Baca juga: Kemenhub Belum Terima Surat dari INACA soal Usulan Penghapusan Tarif Batas Atas Tiket Pesawat
Sebelumnya Juru Bicara Kementerian Perhubungan (Kemenhub) Adita Irawati menyatakan, Kemenhub belum akan merevisi Undang-undang Nomor 1 Tahun 2009 Tentang Penerbangan.
Sedangkan belakangan Indonesia National Air Carriers Association (INACA) mengusulkan Tarif Batas Atas (TBA) pesawat agar dihapuskan mengingat harga avtur dan nilai tukar rupiah terhadap dolar yang melemah.
"Belum ada. Karena kalau dibaca di UU yang ada kan tujuan batas atas dan bawah itu kan memproteksi dua pihak. Si operator sendiri dan juga masyarakat," kata Adita kepada wartawan di Kemenhub, Senin (13/11/2023).

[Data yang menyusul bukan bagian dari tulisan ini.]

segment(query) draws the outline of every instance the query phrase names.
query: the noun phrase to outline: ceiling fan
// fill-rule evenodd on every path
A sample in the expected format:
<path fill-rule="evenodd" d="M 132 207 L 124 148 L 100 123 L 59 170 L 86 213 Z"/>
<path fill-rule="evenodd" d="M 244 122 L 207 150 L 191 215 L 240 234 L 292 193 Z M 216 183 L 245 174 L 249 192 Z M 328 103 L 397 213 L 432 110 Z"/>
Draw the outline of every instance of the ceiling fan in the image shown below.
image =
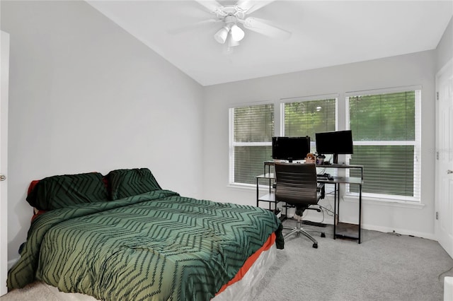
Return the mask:
<path fill-rule="evenodd" d="M 287 39 L 291 33 L 272 24 L 270 21 L 248 15 L 275 0 L 239 0 L 234 5 L 222 5 L 216 0 L 195 0 L 215 17 L 197 23 L 222 23 L 222 27 L 214 35 L 220 44 L 228 47 L 237 46 L 244 37 L 245 32 L 239 25 L 268 37 Z"/>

"Agar tidak terlalu turun itu merugikan maskapai, kalau terlalu tinggi bebankan masyarakat. Jadi ada koridornya itu. Nah kalau emang mau dihapus harus diskusi dulu gimana proteksi dua pihak," imbuhnya.
Baca juga: INACA Klaim Sudah Ajukan Usulan Penghapusan Tarif Batas Atas Tiket Pesawat ke Kemenhub
Saat ditanya arah kebijakan Kemenhub terhadap TBA pesawat, Adita bilang Kemenhub sendiri bertugas untuk menjaga keseimbangan antara stakeholder dan masyarakat. Hal itu juga tercermin oleh penerbitan undang-undang tentang penerbangan tersebut.
"Jadi kami tugasnya menjaga keberimbangan industri, keterjangkauan masyarakat dan bagaimana perusahaan operator sustain melayani sekaligus menjaga faktor keselamatan di penerbangan tetap terjaga," ucap dia.
Baca juga: INACA Akan Kenakan Fuel Surcharge ke Penumpang Jika Kemenhub Tolak Usulan Hapus Tarif Batas Atas
Meski begitu, Adita bakal melakukan kajian mendalam dengan memperhatikan inflasi hingga keterjangkauan masyarakat di wilayah Timur.
"Karena misalnya di daerah timur dan kepulauan itu kan jadi alat produksi juga bukan cuma transportasi. Memang perlu dikaji dulu dampaknya," ungkap dia.
"Kemarin mungkin kita ada skema fuel surcharge, ketika ada kenaikan avtur diberikan ruang untuk menerapkan kenaikan tarif temporer. Ini akan dikaji dulu, masyarakat aja keluh kesah harganya ketinggian," sambungnya.